Лоток кошки убран, но не до конца. Тетя Таня оставляла немного старого наполнителя, пахнущего мочой, чтобы кошка могла по запаху найти свой туалет. Антон повернулся к входной двери, глянул на шкафчик где лежали его кроссовки. «Ага, как же знает она где ее туалет», подумал он и спустил воду в унитазе. Над ванной, на прищепках висела стираная одежда. От нее пахло ромашками и веяло свежестью горных трав. Прям как написано на упаковке стирального порошка. Футболка Антона ближе к стене, скомканная, зажатая, словно ребенок в плотном автобусе, набитом толстыми взрослыми. Он встал на край ванной, дотянулся до футболки, сдернул ее, расправил и повесил поверх кофты Насти. Стянул её розовые носки и бросил на пол, рядом с лотком кошки. Спустился и протер носками по кошкиному туалету. Усмехнулся, вновь залез на край ванны и повесил скомканные и пахнущие кошачьей мочой носки ближе к стене.

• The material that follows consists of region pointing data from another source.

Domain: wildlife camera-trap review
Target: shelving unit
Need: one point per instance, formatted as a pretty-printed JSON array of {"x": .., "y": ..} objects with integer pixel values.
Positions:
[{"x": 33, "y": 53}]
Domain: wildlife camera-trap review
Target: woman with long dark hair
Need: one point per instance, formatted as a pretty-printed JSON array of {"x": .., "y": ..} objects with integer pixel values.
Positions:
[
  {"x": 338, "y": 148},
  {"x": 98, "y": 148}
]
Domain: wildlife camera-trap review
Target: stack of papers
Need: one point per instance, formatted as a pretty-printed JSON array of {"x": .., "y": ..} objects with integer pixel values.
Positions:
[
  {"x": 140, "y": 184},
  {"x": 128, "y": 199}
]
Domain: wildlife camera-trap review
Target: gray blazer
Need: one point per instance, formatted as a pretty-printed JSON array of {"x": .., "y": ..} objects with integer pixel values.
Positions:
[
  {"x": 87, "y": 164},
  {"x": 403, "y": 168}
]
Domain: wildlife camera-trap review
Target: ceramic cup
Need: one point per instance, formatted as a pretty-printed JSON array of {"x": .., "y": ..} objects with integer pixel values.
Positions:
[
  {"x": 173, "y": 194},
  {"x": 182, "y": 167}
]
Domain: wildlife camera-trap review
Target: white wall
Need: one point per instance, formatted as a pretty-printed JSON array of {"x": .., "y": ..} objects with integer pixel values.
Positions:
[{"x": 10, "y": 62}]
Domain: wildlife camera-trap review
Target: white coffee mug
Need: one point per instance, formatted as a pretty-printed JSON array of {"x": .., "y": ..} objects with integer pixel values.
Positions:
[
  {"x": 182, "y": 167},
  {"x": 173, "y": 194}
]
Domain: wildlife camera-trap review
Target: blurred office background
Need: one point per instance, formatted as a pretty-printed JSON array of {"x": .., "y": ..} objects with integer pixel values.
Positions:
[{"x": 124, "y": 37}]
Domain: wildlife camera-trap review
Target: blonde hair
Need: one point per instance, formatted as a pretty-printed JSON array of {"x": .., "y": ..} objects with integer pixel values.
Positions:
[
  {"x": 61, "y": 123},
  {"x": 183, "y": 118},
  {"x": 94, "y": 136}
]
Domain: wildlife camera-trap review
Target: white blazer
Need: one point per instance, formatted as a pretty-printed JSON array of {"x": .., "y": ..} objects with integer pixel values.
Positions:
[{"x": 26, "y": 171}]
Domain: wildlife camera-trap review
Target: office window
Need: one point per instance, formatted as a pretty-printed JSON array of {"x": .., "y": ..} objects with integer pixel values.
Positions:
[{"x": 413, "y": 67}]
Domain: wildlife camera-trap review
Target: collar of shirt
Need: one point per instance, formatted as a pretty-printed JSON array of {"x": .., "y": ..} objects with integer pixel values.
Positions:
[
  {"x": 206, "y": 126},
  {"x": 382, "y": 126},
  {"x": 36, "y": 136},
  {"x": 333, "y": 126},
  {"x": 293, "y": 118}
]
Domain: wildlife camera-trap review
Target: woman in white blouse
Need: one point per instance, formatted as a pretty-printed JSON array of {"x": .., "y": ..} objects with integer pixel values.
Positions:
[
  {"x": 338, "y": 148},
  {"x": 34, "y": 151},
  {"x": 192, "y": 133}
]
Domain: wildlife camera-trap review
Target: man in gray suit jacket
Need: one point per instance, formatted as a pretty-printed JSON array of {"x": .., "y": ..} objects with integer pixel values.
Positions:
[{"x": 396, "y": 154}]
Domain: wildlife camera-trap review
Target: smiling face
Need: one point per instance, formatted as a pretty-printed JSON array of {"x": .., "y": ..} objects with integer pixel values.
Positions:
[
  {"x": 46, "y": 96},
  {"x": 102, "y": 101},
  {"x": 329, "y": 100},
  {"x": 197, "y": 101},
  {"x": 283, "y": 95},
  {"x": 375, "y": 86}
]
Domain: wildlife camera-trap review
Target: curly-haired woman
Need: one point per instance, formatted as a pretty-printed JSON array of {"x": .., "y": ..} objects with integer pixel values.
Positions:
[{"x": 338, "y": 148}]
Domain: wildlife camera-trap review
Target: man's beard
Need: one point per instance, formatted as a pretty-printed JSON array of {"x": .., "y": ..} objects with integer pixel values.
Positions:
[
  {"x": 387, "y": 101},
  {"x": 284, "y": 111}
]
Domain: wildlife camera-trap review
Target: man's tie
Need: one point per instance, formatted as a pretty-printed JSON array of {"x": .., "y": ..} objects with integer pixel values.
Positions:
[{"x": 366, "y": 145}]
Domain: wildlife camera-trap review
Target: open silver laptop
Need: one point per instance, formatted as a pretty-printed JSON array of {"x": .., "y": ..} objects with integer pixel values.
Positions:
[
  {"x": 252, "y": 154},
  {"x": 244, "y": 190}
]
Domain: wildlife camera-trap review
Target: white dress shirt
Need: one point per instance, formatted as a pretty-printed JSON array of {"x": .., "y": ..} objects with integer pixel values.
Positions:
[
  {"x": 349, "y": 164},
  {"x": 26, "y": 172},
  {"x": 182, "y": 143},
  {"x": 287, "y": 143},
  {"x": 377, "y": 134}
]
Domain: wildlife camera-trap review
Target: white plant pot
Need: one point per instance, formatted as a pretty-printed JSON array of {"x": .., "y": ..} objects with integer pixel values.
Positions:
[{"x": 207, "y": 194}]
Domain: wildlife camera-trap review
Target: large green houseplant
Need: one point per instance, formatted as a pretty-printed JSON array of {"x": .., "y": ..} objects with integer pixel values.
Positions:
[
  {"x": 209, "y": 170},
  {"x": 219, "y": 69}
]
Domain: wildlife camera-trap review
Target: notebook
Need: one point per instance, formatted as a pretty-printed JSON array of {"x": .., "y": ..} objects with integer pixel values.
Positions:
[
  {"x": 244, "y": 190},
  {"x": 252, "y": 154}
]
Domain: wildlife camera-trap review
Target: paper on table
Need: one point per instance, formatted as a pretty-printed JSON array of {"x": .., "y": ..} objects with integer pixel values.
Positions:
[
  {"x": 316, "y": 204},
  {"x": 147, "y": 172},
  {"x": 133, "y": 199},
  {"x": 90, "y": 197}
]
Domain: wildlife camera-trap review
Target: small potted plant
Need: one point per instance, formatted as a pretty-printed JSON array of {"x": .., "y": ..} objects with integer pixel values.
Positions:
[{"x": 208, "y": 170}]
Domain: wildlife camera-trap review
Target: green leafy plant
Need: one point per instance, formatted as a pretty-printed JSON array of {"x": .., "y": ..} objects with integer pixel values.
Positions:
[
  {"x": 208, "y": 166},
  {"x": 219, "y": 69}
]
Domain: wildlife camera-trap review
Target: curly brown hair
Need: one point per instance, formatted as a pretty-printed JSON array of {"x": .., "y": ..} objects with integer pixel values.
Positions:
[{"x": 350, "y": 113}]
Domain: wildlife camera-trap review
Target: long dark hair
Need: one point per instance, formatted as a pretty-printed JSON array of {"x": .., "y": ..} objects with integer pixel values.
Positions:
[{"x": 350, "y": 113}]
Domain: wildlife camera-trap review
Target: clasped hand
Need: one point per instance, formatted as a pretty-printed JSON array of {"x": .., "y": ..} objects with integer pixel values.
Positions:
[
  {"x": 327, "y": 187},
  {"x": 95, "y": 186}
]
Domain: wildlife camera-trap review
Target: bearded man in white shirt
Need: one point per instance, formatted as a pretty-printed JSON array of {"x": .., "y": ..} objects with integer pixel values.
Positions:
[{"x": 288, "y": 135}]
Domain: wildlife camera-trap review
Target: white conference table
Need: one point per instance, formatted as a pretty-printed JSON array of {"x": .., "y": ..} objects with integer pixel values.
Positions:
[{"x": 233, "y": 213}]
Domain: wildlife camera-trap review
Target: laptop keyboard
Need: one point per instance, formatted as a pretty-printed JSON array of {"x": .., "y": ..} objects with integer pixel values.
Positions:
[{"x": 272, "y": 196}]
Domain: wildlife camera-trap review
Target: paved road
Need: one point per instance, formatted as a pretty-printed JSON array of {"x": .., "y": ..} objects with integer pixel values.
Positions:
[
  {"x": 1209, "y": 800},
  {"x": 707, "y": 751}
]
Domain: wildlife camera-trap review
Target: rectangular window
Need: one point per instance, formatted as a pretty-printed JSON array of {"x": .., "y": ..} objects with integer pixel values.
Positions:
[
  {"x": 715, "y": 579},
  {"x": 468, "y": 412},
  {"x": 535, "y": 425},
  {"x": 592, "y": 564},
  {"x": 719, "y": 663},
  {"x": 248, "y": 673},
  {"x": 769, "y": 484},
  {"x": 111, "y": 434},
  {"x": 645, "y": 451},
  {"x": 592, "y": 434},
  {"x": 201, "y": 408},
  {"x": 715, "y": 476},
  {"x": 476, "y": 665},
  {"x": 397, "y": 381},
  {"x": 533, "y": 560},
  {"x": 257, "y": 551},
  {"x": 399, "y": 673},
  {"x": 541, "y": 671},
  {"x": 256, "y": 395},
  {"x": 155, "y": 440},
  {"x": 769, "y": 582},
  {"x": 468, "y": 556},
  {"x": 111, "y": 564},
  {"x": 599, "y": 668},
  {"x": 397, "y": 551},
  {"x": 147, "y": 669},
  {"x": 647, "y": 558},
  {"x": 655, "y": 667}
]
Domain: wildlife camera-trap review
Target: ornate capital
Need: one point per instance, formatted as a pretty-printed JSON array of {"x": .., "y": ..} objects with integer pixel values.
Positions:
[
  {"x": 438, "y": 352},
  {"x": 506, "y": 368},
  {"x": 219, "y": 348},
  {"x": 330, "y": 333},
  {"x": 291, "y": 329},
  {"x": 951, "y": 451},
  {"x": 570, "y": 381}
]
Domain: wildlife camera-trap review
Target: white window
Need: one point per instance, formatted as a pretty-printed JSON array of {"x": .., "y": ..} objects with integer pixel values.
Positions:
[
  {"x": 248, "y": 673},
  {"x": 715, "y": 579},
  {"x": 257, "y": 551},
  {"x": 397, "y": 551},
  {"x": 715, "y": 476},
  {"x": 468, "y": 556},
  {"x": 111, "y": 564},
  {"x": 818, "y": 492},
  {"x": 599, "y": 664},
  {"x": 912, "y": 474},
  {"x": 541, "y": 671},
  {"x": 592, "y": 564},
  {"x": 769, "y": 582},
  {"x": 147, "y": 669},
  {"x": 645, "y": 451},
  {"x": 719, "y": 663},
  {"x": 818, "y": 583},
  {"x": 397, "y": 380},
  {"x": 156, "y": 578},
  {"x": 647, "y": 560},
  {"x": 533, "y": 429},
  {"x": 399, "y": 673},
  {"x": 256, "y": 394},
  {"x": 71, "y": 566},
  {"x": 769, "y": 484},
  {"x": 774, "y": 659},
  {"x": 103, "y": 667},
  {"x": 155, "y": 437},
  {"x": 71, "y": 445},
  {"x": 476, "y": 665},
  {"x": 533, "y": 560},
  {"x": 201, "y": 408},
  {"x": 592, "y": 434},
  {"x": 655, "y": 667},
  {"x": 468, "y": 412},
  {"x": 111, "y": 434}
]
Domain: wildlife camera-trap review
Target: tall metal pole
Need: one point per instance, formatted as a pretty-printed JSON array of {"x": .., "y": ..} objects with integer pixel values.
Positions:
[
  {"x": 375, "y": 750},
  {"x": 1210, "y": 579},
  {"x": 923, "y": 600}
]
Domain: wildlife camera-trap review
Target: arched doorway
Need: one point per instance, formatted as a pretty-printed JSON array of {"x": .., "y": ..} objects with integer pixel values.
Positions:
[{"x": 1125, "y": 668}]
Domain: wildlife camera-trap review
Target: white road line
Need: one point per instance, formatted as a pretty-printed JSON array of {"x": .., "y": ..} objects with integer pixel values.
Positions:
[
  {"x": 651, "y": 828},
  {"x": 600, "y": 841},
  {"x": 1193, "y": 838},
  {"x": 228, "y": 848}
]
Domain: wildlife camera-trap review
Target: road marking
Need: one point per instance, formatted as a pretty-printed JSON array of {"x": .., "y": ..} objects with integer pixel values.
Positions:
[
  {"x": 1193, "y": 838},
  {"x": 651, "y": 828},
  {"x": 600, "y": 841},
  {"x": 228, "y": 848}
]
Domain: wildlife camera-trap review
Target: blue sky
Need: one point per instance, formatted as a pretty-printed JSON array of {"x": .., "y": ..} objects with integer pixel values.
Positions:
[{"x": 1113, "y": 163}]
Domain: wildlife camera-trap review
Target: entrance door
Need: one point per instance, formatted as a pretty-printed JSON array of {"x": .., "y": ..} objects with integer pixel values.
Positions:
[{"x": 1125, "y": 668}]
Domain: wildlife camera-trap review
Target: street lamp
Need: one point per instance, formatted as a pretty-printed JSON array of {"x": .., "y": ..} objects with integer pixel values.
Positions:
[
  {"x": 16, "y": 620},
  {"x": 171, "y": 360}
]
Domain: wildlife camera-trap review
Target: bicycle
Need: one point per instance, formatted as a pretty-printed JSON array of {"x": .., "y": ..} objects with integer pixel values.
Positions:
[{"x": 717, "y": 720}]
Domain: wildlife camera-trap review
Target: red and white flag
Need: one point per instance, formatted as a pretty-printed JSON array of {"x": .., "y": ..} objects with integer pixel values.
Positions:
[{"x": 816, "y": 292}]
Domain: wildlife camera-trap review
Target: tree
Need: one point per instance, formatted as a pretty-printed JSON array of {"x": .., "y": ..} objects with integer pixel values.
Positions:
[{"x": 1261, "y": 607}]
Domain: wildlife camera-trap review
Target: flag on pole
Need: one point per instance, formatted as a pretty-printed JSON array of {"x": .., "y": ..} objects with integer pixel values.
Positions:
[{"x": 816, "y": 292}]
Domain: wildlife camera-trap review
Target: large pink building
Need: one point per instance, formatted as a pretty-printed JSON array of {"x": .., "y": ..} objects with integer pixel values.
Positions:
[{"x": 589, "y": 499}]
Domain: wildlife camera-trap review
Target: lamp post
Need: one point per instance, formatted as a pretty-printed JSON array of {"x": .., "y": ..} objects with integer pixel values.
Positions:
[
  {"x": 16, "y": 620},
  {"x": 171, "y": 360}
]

Вышел из туалета и так же на цыпочках, стараясь не наступать на квадраты на линолеуме, побрел досыпать. Всем известно, что стоит наступить на квадрат, как поглотит лава из адского жерла вулкана.

В зале темно, но Антон уловил краем глаза фигуру на диване. Он настороженно остановился, всмотрелся. Это был дядя Миша. Он держал в руке бутылку, а во рту незажженную сигарету. Антон решил, что дядя Миша спит, и чтобы его не разбудить медленнее и тише покрался к своей комнате. «Странно, что не заметил его, когда шел в туалет», – подумал он, – «наверное, сидит там уже давно».

– Антон, подойди. – Трезвым, не заспанным голосом позвал дядя Миша.